This Christian uses the bible in support of killing gays;
Should I Kill Gay People?

This Christians wants the killing of gays made law;

California lawyer seeks to put 'shoot the gays' proposal on 2016 ballot


Still more blood thirsty Christians ;

Salvation Army Says 'Gays Need to Be Put to Death'?


----------



## vasuderatorrent (Sep 10, 2016)

Mickiel said:


> vasuderatorrent said:
> 
> 
> > 3 out of 280,000,000 is .00000000107142857%.
> ...



You named zero.  You gave me links.  I had to list the names for you.  I thought you gave up.


----------



## vasuderatorrent (Sep 10, 2016)

This is what you said.  I quote you,

"With pleasure;

Here's a Christian pastor , and you can choose any two of his members.

Christian Pastor Says Gays 'Worthy of Death' At Conference With 3 GOP Presidential Candidates"

The number of names listed in that post was 0.  I counted them twice.  I came up with 0 both times.


----------



## vasuderatorrent (Sep 10, 2016)

This is what you said.  I quote you,

"As you wish;

Christian Pastor Celebrates Nightclub Massacre: "There's 50 Less Pedophiles in This World" " 

The number of names listed in that post was 0.  I counted them three times just to make sure.  I came up with 0 all three times.


----------



## vasuderatorrent (Sep 10, 2016)

This is what you said.  I quote you,

"Heres more;

The Christians Who Want To Execute You-And The Repuplicans Who Courth Them/ Queerty"

The number of names listed in that post was 0.  I counted them seven times.  I came up with 0 all seven times.

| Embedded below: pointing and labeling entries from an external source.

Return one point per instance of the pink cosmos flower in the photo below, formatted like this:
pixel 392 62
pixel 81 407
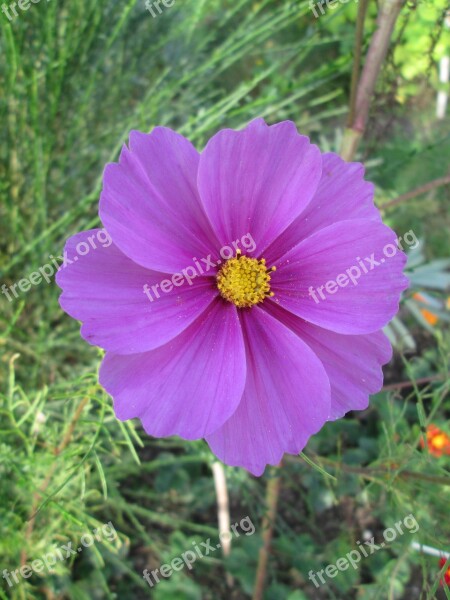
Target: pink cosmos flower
pixel 254 360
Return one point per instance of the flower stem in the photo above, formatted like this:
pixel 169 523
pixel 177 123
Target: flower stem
pixel 268 523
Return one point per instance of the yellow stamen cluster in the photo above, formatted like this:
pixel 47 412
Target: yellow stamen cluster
pixel 244 281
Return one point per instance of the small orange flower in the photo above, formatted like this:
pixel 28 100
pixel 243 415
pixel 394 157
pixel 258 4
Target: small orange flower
pixel 429 317
pixel 442 562
pixel 438 441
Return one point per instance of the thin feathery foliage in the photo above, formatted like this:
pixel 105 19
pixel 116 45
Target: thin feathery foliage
pixel 75 77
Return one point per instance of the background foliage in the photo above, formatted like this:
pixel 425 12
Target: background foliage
pixel 75 77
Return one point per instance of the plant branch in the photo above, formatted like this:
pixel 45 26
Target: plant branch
pixel 423 189
pixel 39 493
pixel 376 54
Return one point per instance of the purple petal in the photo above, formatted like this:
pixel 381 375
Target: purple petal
pixel 104 290
pixel 343 194
pixel 150 204
pixel 257 180
pixel 353 362
pixel 190 386
pixel 318 279
pixel 286 397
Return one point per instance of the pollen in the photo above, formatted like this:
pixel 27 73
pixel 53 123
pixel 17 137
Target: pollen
pixel 244 281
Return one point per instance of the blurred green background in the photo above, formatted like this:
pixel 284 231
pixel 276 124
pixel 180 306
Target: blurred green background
pixel 75 77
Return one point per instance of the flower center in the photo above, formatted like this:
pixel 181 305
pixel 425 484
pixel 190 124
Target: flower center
pixel 244 281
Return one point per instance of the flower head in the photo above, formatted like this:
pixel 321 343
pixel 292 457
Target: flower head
pixel 438 441
pixel 253 346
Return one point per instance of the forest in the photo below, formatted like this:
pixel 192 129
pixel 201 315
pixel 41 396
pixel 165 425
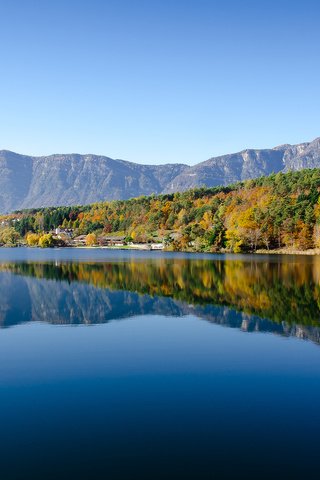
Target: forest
pixel 281 211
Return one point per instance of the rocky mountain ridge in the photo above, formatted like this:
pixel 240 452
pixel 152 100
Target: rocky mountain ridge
pixel 30 182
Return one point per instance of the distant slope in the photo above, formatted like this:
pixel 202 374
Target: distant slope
pixel 247 164
pixel 29 182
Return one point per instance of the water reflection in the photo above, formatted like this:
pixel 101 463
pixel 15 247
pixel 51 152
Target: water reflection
pixel 279 296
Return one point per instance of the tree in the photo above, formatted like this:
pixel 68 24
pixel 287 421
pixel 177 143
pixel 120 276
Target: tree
pixel 91 240
pixel 9 237
pixel 46 241
pixel 32 239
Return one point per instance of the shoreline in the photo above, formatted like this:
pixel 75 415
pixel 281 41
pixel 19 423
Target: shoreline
pixel 278 251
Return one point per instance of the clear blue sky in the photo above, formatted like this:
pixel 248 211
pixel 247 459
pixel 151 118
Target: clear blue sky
pixel 158 81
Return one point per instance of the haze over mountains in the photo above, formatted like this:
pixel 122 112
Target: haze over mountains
pixel 73 179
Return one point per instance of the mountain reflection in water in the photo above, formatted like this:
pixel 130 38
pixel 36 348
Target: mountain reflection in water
pixel 280 296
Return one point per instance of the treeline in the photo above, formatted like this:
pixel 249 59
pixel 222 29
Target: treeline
pixel 281 210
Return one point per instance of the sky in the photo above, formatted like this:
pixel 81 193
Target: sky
pixel 158 81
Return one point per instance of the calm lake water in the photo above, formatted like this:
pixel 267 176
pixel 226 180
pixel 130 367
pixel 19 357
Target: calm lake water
pixel 140 365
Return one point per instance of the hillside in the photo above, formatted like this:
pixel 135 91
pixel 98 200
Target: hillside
pixel 30 182
pixel 278 211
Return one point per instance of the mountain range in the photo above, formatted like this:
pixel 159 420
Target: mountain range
pixel 73 179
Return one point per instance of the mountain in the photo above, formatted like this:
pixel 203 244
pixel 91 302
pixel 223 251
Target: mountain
pixel 247 164
pixel 29 182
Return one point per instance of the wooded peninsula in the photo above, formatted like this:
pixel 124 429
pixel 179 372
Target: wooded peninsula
pixel 281 211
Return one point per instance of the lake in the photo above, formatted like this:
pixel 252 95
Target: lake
pixel 154 365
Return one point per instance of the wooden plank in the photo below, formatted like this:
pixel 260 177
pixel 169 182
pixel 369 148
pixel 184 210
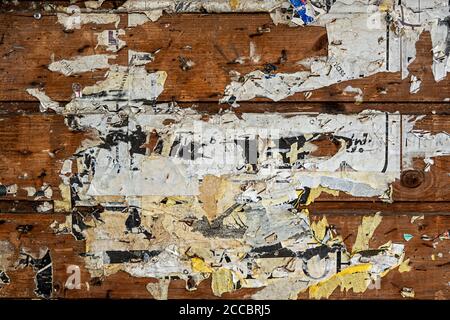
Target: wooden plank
pixel 33 147
pixel 428 278
pixel 213 42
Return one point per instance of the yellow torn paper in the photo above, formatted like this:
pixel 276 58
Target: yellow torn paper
pixel 365 232
pixel 199 265
pixel 355 277
pixel 404 266
pixel 320 229
pixel 316 192
pixel 222 281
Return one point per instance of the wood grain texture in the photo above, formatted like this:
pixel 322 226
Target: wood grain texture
pixel 213 42
pixel 428 278
pixel 34 144
pixel 32 154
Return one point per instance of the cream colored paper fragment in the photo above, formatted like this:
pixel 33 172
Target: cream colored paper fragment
pixel 366 231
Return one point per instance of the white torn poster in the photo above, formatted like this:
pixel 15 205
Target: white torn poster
pixel 109 39
pixel 74 19
pixel 362 40
pixel 81 64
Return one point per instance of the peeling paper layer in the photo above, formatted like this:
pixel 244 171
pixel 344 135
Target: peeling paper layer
pixel 81 64
pixel 109 39
pixel 360 44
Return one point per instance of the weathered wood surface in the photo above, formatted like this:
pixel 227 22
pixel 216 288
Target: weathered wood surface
pixel 212 42
pixel 33 145
pixel 32 154
pixel 428 277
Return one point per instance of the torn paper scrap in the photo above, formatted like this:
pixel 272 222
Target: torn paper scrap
pixel 46 102
pixel 109 39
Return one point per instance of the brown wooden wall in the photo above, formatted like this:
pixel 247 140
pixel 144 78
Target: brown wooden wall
pixel 34 144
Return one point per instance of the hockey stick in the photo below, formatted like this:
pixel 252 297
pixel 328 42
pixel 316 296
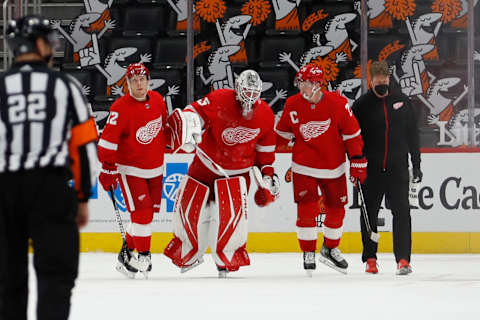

It doesn't matter any more.  You couldn't list any names whatsoever of Christians who want gays dead.  I was outrageously generous I gave you credit for listing 2 names.  All you had to do was come up with 1 name and you couldn't do it.  You gave up.  Don't you remember?   I have already assumed that you are incapable of listing one name of a Christian who wants gays dead.  I have moved on.  Stop worrying about it.  You can't do it.  You have proven that.

Get somebody to do it for you.  You are a quitter.  You have had your chance.  Now I have given up on you.


----------



## Mickiel (Sep 10, 2016)

vasuderatorrent said:


> This is what you said.  I quote you,
> 
> "Heres more;
> 
> ...




Well yes ,I have given up;

but I guess I am more stubborn than you ;

Like ISIS, US Christian Extremists Advocate Killing Gays – But ISIS Is Actually Doing It

Excuse me if I bring the world in on this stomping of your points;

1000s who died in anti-gay, anti-trans attacks (updates)

Sorry just one more, I guess I just like stomping on you ;
Doesn’t the Bible Tell Christians to Put Homosexuals to Death? | Desiring God


----------



## vasuderatorrent (Sep 10, 2016)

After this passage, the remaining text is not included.